Descriptions, Reviews, Etc.
Publisher Description:
In this volume the McGill University Research Group on Transmission, Translation, and Transformation in Medieval Cultures and their collaborators initiate a new reflection on the dynamics involved in receiving texts and ideas from antiquity or from other contemporary cultures. For all their historic specificity, the western European, Arab/Islamic and Jewish civilizations of the Middle Ages were nonetheless co-participants in a complex web of cultural transmission that operated via translation and inevitably involved the transformation of what had been received. This three-fold process is what defines medieval intellectual history. Every act of transmission presumes the existence of some 'efficient cause' - a translation, a commentary, a book, a library, etc. Such vehicles of transmission, however, are not passive containers in which cultural products are transported.
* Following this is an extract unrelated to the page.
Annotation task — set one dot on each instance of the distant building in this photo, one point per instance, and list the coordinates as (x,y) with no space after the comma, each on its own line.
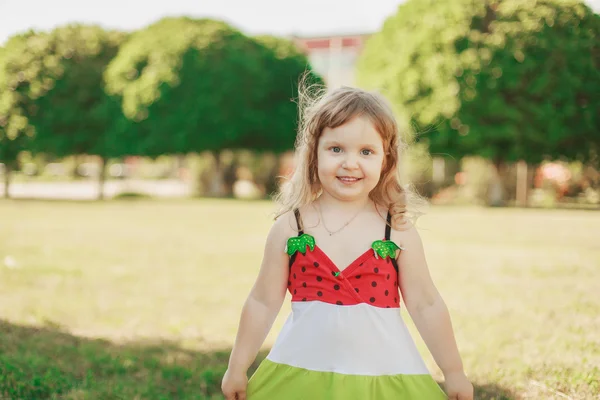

On the contrary: the vehicles themselves select, shape, and transform the material transmitted, making ancient or alien cultural products usable and attractive in another milieu. The case studies contained in this volume attempt to bring these larger processes into the foreground.They lay the groundwork for a new intellectual history of medieval civilizations in all their variety, based on the core premise that these shared not only a cultural heritage from antiquity but, more importantly, a broadly comparable 'operating system' for engaging with that heritage.Each was a culture of transmission, claiming ownership over the prestigious knowledge inherited from the past. Each depended on translation. Finally, each transformed what it appropriated.